I’ll admit I could not have predicted that Lesotho, an impoverished and landlocked south African country with a GDP 136 times smaller than the amount of market capitalization that Apple lost after Trump’s announcement ($2.2 billion and $300 billion, respectively) would top the list of tariffed countries.  

But what I could have foreseen, did foresee actually, was the scope of the tariffs. Conventional wisdom was that they would be target to a short list of countries, e.g. China, Vietnam, India and the European Union countries. But he had been telling us all along exactly what his intentions were, if we had been listening.

Everyone was flummoxed by the uncertainty and ambiguity brought by the lead up to the announcement (see my previous post on that) but apparently almost no one was paying attention to the content of what Trump was telling us, almost all of which point toward exactly what he unveiled. Specifically:

·       His repeated statements that "the whole world is ripping us off" rather than focusing solely on specific countries.

·       His campaign rhetoric about "America First" on a global scale.

·       His consistent messaging about "the largest tariffs in the history of our country" without limiting the scope.

·       His consistent use of the term “Liberation Day” tied to a national emergency that rarely if ever specified the source of this emergency.

·       His February 18, 2025 statement that "No country will be exempt from paying their fair share".

·       His March 25, 2025 comments about "tariffs as national policy, not just trade policy".

I’m quite sure a more thorough analysis would have found or would find many more examples than that. And this is not a commentary on Trump’s tariffs, the point is, this also was not a Black Swan event. This was as foreseeable as the fall of the Assad Regime and the rise of DeepSeek.

We just chose to bury our heads in the chatter of uncertainty and ignore the Neon Swan in front of us.

So the question is why? I would argue the following cognitive biases play into this (and once again, this is not political commentary, or even economic commentary, this is about why we think like we do):

·       Normalcy bias: The tendency to believe things will continue as they have been, even in the face of evidence to the contrary. We have experienced nearly 75 years of the post WW II order and imagining that would change over night is nearly impossible. Yet in the past three months our entire relationship with our Five Eyes partners has changed significantly. For good or bad, that order no longer existed by April 2nd.

·       Scope neglect: Difficulty conceptualizing the true magnitude of what was being proposed. To my previous comment, who would have foreseen Lesotho at the top of the list and who would have considered tariffs being proposed on St. Kitts & Nevis or Vanuatu? Yet he told us “the whole world.”

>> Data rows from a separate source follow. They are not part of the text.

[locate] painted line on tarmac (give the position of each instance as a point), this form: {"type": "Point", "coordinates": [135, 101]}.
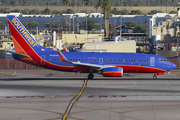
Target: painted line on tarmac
{"type": "Point", "coordinates": [73, 100]}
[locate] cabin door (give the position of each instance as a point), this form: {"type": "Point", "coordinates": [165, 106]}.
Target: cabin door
{"type": "Point", "coordinates": [43, 59]}
{"type": "Point", "coordinates": [152, 61]}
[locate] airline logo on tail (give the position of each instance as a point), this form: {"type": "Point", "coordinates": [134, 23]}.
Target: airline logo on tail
{"type": "Point", "coordinates": [22, 31]}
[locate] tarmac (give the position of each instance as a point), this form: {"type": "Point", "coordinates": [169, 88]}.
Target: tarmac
{"type": "Point", "coordinates": [41, 94]}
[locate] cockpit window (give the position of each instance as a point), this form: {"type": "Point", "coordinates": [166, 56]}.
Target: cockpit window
{"type": "Point", "coordinates": [163, 60]}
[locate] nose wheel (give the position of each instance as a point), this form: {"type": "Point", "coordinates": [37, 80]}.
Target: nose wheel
{"type": "Point", "coordinates": [90, 76]}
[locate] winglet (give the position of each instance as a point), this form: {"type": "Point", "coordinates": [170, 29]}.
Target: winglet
{"type": "Point", "coordinates": [62, 57]}
{"type": "Point", "coordinates": [65, 49]}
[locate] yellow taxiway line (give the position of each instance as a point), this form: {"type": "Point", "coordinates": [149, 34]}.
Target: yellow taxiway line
{"type": "Point", "coordinates": [74, 99]}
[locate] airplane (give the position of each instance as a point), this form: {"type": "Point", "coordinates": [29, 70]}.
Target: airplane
{"type": "Point", "coordinates": [107, 64]}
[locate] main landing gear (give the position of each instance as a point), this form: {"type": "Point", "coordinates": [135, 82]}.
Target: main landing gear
{"type": "Point", "coordinates": [155, 75]}
{"type": "Point", "coordinates": [90, 76]}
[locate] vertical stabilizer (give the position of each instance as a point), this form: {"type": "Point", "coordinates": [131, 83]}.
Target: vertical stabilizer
{"type": "Point", "coordinates": [22, 39]}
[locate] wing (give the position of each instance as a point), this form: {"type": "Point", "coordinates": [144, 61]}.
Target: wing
{"type": "Point", "coordinates": [80, 64]}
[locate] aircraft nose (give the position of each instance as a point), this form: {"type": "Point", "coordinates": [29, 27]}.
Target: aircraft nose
{"type": "Point", "coordinates": [172, 65]}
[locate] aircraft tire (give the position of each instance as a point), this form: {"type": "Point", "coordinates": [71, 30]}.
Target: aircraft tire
{"type": "Point", "coordinates": [90, 76]}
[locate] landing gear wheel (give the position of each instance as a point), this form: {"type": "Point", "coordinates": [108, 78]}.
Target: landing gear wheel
{"type": "Point", "coordinates": [90, 76]}
{"type": "Point", "coordinates": [154, 77]}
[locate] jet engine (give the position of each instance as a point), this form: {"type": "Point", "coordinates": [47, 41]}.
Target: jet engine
{"type": "Point", "coordinates": [113, 72]}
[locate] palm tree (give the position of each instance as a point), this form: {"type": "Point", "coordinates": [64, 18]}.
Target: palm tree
{"type": "Point", "coordinates": [96, 7]}
{"type": "Point", "coordinates": [100, 4]}
{"type": "Point", "coordinates": [86, 2]}
{"type": "Point", "coordinates": [73, 4]}
{"type": "Point", "coordinates": [174, 1]}
{"type": "Point", "coordinates": [66, 2]}
{"type": "Point", "coordinates": [47, 10]}
{"type": "Point", "coordinates": [47, 4]}
{"type": "Point", "coordinates": [106, 7]}
{"type": "Point", "coordinates": [115, 11]}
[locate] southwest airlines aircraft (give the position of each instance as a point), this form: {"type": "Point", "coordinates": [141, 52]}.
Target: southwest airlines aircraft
{"type": "Point", "coordinates": [107, 64]}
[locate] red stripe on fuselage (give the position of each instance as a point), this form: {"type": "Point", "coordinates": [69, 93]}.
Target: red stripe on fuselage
{"type": "Point", "coordinates": [139, 69]}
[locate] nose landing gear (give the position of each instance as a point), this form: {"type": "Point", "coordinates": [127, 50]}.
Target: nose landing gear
{"type": "Point", "coordinates": [155, 75]}
{"type": "Point", "coordinates": [90, 76]}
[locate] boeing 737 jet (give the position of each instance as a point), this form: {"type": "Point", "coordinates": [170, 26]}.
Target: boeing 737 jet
{"type": "Point", "coordinates": [107, 64]}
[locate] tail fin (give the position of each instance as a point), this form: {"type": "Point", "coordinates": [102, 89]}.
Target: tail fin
{"type": "Point", "coordinates": [23, 41]}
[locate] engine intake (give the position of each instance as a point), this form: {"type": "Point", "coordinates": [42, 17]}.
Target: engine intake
{"type": "Point", "coordinates": [113, 72]}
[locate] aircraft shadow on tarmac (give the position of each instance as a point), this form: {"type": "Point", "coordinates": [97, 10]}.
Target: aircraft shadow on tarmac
{"type": "Point", "coordinates": [39, 87]}
{"type": "Point", "coordinates": [81, 78]}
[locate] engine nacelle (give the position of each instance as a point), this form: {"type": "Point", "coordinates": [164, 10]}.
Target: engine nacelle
{"type": "Point", "coordinates": [113, 72]}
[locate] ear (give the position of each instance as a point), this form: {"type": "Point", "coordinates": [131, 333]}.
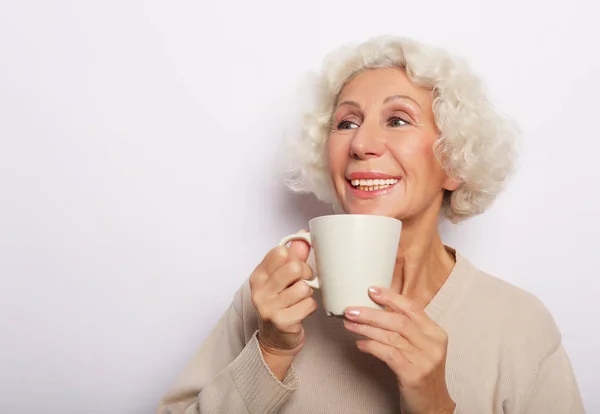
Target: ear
{"type": "Point", "coordinates": [451, 184]}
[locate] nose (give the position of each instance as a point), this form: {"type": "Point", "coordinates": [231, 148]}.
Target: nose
{"type": "Point", "coordinates": [366, 142]}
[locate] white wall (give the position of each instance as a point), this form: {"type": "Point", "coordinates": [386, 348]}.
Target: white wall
{"type": "Point", "coordinates": [137, 192]}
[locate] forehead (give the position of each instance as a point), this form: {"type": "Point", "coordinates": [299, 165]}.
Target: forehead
{"type": "Point", "coordinates": [374, 85]}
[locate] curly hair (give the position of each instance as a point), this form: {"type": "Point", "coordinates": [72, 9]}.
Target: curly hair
{"type": "Point", "coordinates": [476, 145]}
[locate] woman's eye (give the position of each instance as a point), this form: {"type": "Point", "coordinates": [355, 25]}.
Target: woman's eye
{"type": "Point", "coordinates": [347, 125]}
{"type": "Point", "coordinates": [396, 122]}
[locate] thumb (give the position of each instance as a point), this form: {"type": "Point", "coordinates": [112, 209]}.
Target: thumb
{"type": "Point", "coordinates": [299, 249]}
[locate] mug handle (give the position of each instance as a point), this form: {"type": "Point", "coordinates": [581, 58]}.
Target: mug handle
{"type": "Point", "coordinates": [302, 235]}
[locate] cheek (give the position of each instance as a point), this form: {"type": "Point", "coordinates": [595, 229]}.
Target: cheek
{"type": "Point", "coordinates": [337, 153]}
{"type": "Point", "coordinates": [417, 157]}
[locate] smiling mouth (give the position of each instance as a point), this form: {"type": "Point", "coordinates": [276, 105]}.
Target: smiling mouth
{"type": "Point", "coordinates": [373, 184]}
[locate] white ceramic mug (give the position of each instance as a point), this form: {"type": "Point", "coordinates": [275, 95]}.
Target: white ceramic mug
{"type": "Point", "coordinates": [353, 252]}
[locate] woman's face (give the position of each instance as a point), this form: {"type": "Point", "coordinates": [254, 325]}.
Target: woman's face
{"type": "Point", "coordinates": [380, 149]}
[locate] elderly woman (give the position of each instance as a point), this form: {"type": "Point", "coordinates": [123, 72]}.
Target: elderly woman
{"type": "Point", "coordinates": [452, 339]}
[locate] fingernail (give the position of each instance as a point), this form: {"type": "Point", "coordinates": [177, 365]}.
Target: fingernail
{"type": "Point", "coordinates": [352, 313]}
{"type": "Point", "coordinates": [375, 291]}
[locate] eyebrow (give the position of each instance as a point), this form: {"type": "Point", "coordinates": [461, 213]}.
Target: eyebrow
{"type": "Point", "coordinates": [386, 100]}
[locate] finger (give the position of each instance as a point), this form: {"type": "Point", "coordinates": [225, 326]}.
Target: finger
{"type": "Point", "coordinates": [299, 249]}
{"type": "Point", "coordinates": [390, 321]}
{"type": "Point", "coordinates": [275, 258]}
{"type": "Point", "coordinates": [398, 276]}
{"type": "Point", "coordinates": [287, 275]}
{"type": "Point", "coordinates": [295, 314]}
{"type": "Point", "coordinates": [390, 338]}
{"type": "Point", "coordinates": [393, 357]}
{"type": "Point", "coordinates": [293, 294]}
{"type": "Point", "coordinates": [400, 304]}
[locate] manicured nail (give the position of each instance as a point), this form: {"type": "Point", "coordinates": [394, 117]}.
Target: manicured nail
{"type": "Point", "coordinates": [375, 291]}
{"type": "Point", "coordinates": [352, 313]}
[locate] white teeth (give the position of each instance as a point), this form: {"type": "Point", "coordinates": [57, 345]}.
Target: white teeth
{"type": "Point", "coordinates": [372, 185]}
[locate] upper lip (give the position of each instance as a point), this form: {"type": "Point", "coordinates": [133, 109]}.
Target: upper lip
{"type": "Point", "coordinates": [370, 175]}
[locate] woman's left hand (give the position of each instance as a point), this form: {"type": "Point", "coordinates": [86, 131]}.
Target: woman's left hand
{"type": "Point", "coordinates": [411, 344]}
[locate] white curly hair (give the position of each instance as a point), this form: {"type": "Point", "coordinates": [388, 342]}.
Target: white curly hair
{"type": "Point", "coordinates": [476, 146]}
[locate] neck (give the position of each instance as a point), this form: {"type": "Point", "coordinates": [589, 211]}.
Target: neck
{"type": "Point", "coordinates": [423, 264]}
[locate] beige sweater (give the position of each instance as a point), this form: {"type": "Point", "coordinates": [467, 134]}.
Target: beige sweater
{"type": "Point", "coordinates": [504, 356]}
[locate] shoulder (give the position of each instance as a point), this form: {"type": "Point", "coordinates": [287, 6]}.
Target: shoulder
{"type": "Point", "coordinates": [526, 322]}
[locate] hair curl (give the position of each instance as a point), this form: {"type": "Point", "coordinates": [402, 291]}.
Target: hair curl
{"type": "Point", "coordinates": [476, 146]}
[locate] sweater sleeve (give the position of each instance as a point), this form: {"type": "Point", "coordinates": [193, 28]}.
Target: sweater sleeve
{"type": "Point", "coordinates": [555, 389]}
{"type": "Point", "coordinates": [228, 375]}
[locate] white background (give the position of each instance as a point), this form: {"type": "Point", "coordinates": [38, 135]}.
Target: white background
{"type": "Point", "coordinates": [138, 186]}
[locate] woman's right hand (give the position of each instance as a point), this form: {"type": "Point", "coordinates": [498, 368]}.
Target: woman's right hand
{"type": "Point", "coordinates": [282, 300]}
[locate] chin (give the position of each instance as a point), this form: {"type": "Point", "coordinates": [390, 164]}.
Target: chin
{"type": "Point", "coordinates": [374, 209]}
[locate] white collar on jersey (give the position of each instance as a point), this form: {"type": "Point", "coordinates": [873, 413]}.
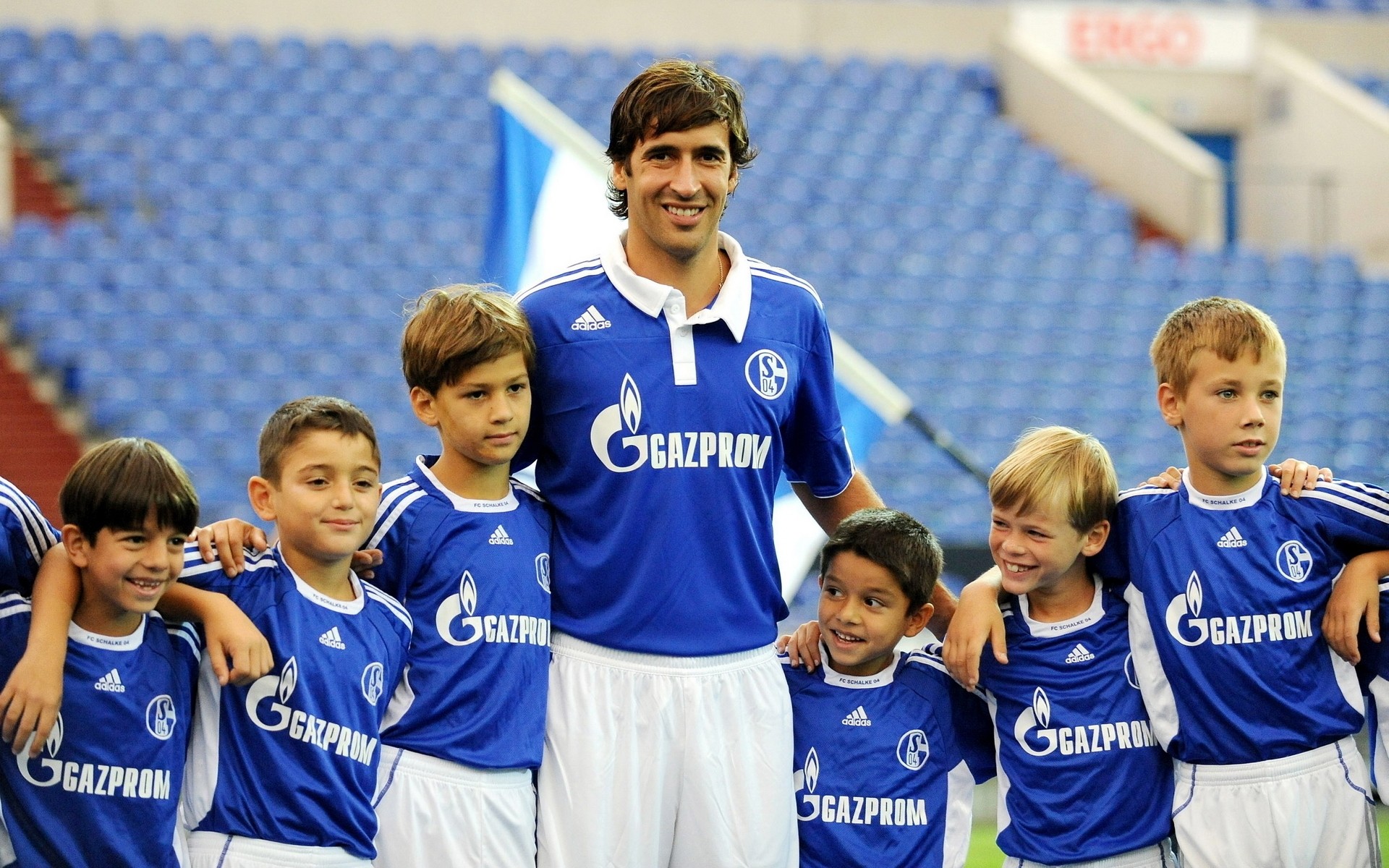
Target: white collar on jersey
{"type": "Point", "coordinates": [857, 682]}
{"type": "Point", "coordinates": [466, 504]}
{"type": "Point", "coordinates": [1226, 502]}
{"type": "Point", "coordinates": [110, 643]}
{"type": "Point", "coordinates": [1070, 625]}
{"type": "Point", "coordinates": [347, 608]}
{"type": "Point", "coordinates": [731, 305]}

·       Anchoring bias: People anchored to previous limited tariff policies and couldn't adjust sufficiently. Previous rounds of tariffs had been targeted and somewhat restrained, yet he told us “And we're going to have tariffs like no one has ever seen before!"  That was a clear signal to un-anchor.

·       Motivated reasoning: Economic stakeholders preferred to believe in a more limited approach because the alternative was too disruptive to contemplate. It is hard to imagine a U.S. president taking steps that devalue the premier U.S. corporation by $300 billion dollars, so we chose to believe that this was not a possibility,

Conclusion

It is easy to discount events as unforeseeable, as Black Swan events, and to fret beforehand that there is too much uncertainty and ambiguity to make sense of what is coming.

In the past few months we have indeed seen disruptions on an unprecedented scale, and these events feel like Black Swan events. Yet, as the next “unforeseen” event begins to unfold, if we step back and ask ourselves “why am I thinking about this in this way?” and “how else should I be thinking about it?” and truly push ourselves on these questions, that Black Swan will start to develop some pretty neon colors as we shed our cognitive biases.